La bataille s'engagea immédiatement: nous la gagnâmes, et poursuivîmes les ennemis jusqu'à Munich. Je reçus, à cette occasion, une lettre du Directoire, qui me félicitait du courage que j'avais montré.
Pendant que nous poussions sur le Lech, l'armée de Sambre-et-Meuse, qui avait passé le Rhin à Dusseldorf, s'était portée sur la Bohême; mais soit animosité, soit défaut d'instructions, Moreau négligea les nombreux passages qui existent sur le Danube, depuis Donawerth jusqu'à Ratisbonne. Cette faute nous devint fatale. L'archiduc Charles déroba sa marche au général qu'il avait en tête, franchit le Danube à Ingolstadt, à Neubourg, et fit sa jonction avec les troupes autrichiennes qui se retiraient devant l'armée de Sambre-et-Meuse. Il reprit aussitôt l'offensive, s'avança sur Jourdan avec toutes ses forces réunies, le battit, et le poursuivit jusqu'aux bords du Rhin sans qu'il vînt à la pensée du général Moreau de répéter ce que son adversaire avait fait. Au lieu de repasser sur la rive gauche du Danube, de chercher à se rallier à l'armée de Sambre-et-Meuse, et de forcer l'archiduc à lâcher prise, il se mit en retraite avec sa magnifique armée, qui comptait plus de quatre-vingt mille combattans. Pendant qu'il rétrogradait à petites journées, l'archiduc poussait Jourdan à tire-d'ailes, et passait le Mein à Francfort. Ce fleuve franchi, il remonta rapidement la vallée du Rhin et intercepta la route de Wurtemberg. Prévenu par cette marche, à laquelle cependant il aurait dû s'attendre, Moreau fut obligé de se jeter par le val d'Enfer, et repassa le Rhin, partie à Brisach et partie à Huningue.

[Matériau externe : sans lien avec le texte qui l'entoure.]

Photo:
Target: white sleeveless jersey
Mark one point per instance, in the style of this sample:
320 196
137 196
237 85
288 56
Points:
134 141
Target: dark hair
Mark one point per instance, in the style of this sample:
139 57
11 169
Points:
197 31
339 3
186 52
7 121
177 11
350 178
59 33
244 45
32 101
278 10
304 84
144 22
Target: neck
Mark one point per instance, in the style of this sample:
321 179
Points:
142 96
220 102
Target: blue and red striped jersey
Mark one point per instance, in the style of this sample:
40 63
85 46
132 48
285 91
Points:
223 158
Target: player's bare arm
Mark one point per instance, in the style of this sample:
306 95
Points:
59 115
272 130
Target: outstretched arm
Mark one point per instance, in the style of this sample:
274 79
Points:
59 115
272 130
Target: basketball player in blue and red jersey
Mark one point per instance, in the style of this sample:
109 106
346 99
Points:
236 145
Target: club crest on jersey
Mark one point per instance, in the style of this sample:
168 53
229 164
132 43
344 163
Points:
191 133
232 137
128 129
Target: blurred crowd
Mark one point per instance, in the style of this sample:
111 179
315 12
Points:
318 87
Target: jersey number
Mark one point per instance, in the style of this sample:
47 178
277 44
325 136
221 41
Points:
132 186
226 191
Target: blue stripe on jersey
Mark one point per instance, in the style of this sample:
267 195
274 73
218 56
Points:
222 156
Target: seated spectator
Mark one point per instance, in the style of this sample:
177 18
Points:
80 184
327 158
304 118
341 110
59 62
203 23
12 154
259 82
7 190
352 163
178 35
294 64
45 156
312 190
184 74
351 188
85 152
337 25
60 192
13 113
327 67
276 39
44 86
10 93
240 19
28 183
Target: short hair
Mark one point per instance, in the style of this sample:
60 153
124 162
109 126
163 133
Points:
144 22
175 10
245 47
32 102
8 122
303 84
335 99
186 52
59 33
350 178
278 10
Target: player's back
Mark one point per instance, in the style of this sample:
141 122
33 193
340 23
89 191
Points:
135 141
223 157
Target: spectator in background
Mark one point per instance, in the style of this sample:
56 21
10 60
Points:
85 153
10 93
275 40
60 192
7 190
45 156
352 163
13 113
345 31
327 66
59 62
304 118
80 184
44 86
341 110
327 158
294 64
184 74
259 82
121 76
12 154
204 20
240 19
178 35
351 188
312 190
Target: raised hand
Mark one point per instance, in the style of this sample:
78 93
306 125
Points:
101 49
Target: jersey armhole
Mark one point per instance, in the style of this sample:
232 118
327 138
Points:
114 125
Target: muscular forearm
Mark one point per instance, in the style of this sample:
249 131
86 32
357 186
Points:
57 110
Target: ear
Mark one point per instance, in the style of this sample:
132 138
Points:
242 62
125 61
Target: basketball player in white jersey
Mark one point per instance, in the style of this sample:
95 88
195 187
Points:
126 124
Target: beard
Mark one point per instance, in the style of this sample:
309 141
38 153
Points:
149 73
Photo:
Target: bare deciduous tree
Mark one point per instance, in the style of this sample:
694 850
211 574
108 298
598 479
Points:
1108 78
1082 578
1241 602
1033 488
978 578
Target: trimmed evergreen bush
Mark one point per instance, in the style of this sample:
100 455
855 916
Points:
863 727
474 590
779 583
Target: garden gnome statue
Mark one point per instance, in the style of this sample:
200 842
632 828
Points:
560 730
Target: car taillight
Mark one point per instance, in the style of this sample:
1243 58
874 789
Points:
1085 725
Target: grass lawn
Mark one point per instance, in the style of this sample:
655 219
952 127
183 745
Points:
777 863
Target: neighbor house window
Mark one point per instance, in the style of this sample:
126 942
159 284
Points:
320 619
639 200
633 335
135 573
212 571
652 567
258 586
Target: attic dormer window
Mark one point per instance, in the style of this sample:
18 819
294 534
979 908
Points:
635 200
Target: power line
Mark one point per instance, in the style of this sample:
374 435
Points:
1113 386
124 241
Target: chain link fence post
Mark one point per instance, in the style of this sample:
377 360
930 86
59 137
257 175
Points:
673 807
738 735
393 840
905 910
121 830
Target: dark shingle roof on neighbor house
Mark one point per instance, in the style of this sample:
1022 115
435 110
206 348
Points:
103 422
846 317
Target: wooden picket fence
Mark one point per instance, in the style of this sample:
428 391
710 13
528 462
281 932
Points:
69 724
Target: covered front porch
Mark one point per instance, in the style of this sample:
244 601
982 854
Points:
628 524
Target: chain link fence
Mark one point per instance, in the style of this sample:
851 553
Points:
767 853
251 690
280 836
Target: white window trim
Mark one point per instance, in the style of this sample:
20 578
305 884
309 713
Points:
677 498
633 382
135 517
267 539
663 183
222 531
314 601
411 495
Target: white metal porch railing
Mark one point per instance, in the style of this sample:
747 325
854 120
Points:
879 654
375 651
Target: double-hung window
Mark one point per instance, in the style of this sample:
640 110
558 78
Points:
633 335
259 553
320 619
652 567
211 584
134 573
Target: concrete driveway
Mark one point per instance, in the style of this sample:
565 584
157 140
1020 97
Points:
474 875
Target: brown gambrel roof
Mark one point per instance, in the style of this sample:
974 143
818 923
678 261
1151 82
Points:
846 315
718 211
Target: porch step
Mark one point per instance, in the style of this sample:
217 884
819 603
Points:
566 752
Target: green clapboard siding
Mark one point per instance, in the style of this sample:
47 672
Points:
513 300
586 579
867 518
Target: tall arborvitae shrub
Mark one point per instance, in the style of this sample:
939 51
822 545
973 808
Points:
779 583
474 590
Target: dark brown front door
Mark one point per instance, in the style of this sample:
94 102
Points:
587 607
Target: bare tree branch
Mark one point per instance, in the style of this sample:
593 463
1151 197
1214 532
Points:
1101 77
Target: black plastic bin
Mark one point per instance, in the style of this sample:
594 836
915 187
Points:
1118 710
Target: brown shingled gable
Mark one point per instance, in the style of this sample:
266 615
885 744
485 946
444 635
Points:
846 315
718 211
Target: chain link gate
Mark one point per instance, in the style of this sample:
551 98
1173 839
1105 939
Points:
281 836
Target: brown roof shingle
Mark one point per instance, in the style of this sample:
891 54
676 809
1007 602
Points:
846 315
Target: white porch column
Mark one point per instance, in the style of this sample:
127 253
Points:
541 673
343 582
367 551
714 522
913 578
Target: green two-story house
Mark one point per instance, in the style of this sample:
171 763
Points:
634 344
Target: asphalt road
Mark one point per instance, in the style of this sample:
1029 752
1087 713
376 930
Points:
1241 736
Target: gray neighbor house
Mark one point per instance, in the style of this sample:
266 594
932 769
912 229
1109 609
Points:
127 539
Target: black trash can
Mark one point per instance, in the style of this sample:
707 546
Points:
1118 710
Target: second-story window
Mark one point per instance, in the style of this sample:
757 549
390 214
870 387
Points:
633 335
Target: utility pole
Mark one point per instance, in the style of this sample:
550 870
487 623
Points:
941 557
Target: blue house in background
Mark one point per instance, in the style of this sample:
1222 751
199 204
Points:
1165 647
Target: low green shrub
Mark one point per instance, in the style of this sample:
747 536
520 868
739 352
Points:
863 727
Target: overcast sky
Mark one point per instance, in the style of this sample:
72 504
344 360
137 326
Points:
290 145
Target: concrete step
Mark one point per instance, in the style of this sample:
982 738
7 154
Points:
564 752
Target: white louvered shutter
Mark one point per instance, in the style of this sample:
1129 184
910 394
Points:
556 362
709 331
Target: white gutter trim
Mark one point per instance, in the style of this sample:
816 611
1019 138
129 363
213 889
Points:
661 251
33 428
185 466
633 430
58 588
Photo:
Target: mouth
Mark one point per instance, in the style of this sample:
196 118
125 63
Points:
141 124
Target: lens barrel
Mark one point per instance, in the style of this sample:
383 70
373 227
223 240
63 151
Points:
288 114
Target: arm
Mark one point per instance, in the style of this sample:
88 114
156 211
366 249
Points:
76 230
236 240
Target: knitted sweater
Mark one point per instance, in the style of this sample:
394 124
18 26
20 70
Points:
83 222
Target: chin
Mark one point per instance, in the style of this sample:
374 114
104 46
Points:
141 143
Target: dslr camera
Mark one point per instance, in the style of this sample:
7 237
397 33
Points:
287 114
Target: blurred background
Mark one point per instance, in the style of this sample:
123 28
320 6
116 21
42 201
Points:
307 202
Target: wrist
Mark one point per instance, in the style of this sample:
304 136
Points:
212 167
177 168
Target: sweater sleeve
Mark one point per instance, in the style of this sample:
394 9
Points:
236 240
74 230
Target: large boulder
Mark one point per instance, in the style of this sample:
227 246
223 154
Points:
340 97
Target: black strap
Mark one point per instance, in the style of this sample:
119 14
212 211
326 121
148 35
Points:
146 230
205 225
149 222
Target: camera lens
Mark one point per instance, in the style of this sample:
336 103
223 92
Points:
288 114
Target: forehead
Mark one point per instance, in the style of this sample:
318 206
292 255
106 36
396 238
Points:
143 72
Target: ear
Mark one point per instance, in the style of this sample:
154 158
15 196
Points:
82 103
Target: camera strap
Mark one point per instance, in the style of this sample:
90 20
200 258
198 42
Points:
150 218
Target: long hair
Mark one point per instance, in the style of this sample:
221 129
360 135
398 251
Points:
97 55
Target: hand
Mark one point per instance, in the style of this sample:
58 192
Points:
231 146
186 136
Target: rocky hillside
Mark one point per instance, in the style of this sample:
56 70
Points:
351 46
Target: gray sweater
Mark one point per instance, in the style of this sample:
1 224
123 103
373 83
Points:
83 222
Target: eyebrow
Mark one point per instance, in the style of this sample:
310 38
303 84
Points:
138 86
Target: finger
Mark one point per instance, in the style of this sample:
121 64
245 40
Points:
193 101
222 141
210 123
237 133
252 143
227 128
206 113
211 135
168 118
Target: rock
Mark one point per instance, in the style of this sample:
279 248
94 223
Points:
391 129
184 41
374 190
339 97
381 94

Ainsi finit cette campagne, qui paraissait devoir amener des prodiges, et qui se termina comme l'accouchement de la montagne.
Pendant que nous faisions cette promenade militaire, le général Bonaparte poursuivait le cours de ses victoires en Italie. Les armées autrichiennes qui combattaient sur le Rhin étaient incessamment obligées d'envoyer au secours de celles qui périssaient sur l'Adige. Elles s'étaient affaiblies par les détachemens qu'elles avaient fait partir. La circonstance était favorable pour reprendre l'offensive. Le Directoire résolut de mettre en mouvement les armées de Sambre-et-Meuse et du Rhin; mais, soit qu'il fût mécontent de la mésintelligence qui régnait entre elles, soit toute autre cause, il donna le commandement de la première au général Hoche, et leur ordonna à l'une et à l'autre de repasser le Rhin.